“Image of Aleppo Boy Shocks World.”
That was the main headline of Friday’s daily Hamodia, appearing above a photo of a residential area in Aleppo, Syria, that was badly damaged by an airstrike, and an inset of stunned and weary-looking five-year-old Omran Daqneesh, caked in dust and with blood on his face, sitting in an ambulance after being pulled from the rubble.
In an age of instantaneous communication, within hours after a photographer snapped this powerful image capturing the horror that has beset the war-torn city, it had been seen by millions across the globe and appeared in news outlets throughout the Western world.
While this photo, which is already being referred to as iconic, has certainly managed to highlight and underscore the human suffering of the five-year-old civil war that shows no signs of abating, it appears unlikely that it will manage to galvanize the international community into doing something constructive to halt the bloodshed that has taken some 290,000 lives and displaced millions.
Although it is possible that something positive — at least in the realm of securing more humanitarian assistance — will come out of the widespread dissemination of this photo, there is something very disturbing about the actions of Mahmoud Raslan, the photographer who took it, and the culture which it represents.

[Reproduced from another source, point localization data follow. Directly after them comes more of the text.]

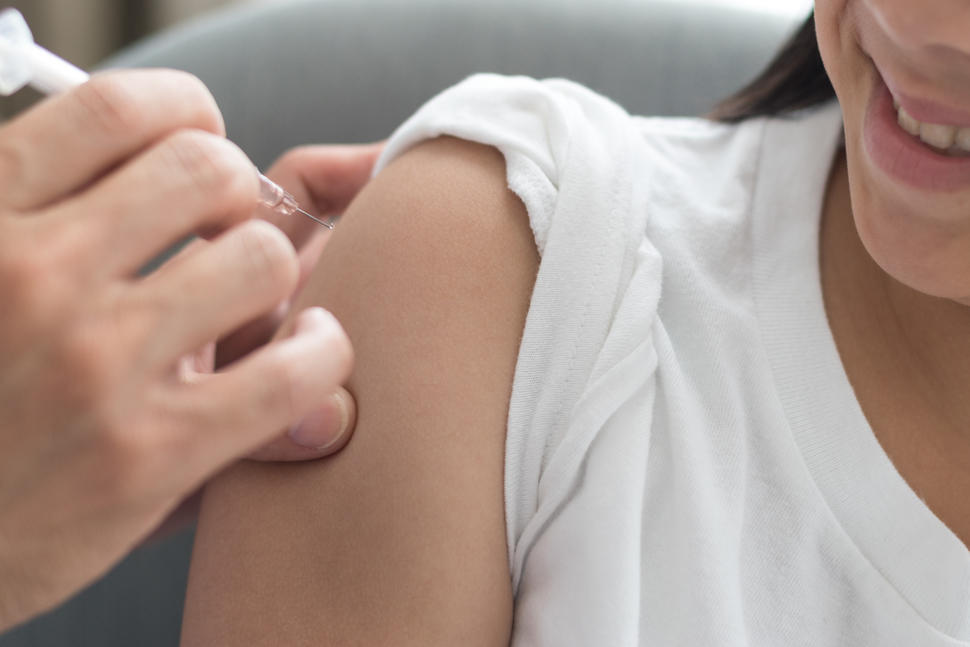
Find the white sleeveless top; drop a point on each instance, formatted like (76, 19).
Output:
(686, 463)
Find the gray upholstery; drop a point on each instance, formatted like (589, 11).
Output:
(350, 70)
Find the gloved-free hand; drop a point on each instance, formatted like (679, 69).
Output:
(107, 419)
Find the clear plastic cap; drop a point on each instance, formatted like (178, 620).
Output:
(23, 62)
(15, 38)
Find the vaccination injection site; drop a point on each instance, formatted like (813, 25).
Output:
(525, 322)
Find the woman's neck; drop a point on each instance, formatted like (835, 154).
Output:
(907, 356)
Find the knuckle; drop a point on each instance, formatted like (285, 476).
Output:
(192, 90)
(29, 280)
(271, 259)
(111, 105)
(278, 390)
(86, 364)
(215, 167)
(125, 455)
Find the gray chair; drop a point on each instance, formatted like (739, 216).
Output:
(351, 70)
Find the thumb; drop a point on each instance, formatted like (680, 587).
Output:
(323, 432)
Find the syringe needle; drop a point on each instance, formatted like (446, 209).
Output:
(326, 223)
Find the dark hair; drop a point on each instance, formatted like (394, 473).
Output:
(795, 79)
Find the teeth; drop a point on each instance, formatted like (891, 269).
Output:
(909, 124)
(963, 139)
(938, 136)
(949, 139)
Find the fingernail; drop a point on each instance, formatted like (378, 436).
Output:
(323, 428)
(312, 319)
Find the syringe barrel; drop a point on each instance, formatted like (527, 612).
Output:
(52, 74)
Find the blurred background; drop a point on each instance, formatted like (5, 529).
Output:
(86, 32)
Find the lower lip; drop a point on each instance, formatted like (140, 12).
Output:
(902, 156)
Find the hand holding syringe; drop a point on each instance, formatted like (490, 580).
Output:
(23, 62)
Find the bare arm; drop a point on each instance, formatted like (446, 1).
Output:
(400, 539)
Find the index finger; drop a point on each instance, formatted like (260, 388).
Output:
(69, 140)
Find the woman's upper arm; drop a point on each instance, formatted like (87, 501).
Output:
(399, 539)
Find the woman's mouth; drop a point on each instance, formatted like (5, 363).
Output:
(952, 141)
(922, 155)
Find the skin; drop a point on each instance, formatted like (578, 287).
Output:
(110, 414)
(895, 270)
(399, 540)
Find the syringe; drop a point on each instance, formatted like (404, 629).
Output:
(23, 62)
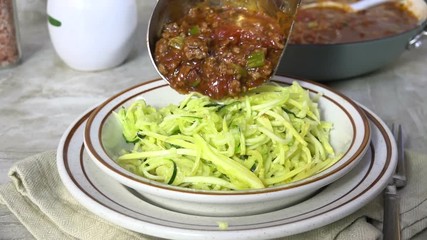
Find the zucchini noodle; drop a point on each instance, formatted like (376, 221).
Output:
(271, 136)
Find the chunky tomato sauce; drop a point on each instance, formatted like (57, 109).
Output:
(219, 52)
(327, 25)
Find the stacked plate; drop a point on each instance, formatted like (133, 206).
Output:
(89, 172)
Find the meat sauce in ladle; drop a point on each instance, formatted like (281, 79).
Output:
(219, 48)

In an article published by The Syria Campaign, an organization that describes itself as an “independent advocacy group campaigning for a peaceful and democratic future for Syria,” Raslan describes the sequence of events leading up to the taking of this picture.
“I live just 300 metres from the attack. Just after 7 p.m., following the evening prayers, we heard the explosions. I rushed there with three other media activists. The first thing I saw was three bodies on the ground being carried into an ambulance. Those were the neighbours of Omran’s family. The building was totally destroyed — all six floors were now rubble.
“Then I looked up to see another building half destroyed — Omran’s house. The White Helmet rescue workers climbed the stairs of a building nearby as the stairs at Omran’s house were destroyed. I joined in to help. The first survivor they picked up was Omran and I took my camera and started filming. I found out later that he is just four years old.
“It was too dark for good footage but I continued to film and followed him. The White Helmet carried the boy to the ambulance and laid him on the chair. I kept filming. It was then that I realized how traumatized the boy was and I changed the camera from filming to take a still picture. The tears started to drop as I took the photo. It is not the first time I’ve cried. I have cried many times while filming traumatized children. I always cry. We war photographers always cry…”
The fact that Mr. Raslan, who, living in Aleppo, has presumably seen more than his share of horrific war scenes, is still shedding tears is commendable. But after stating that he joined the “White Helmets” — a volunteer civil defense group in order to “help,” one has to wonder why he felt that the most appropriate way to assist this injured child was — despite the darkness — to film him.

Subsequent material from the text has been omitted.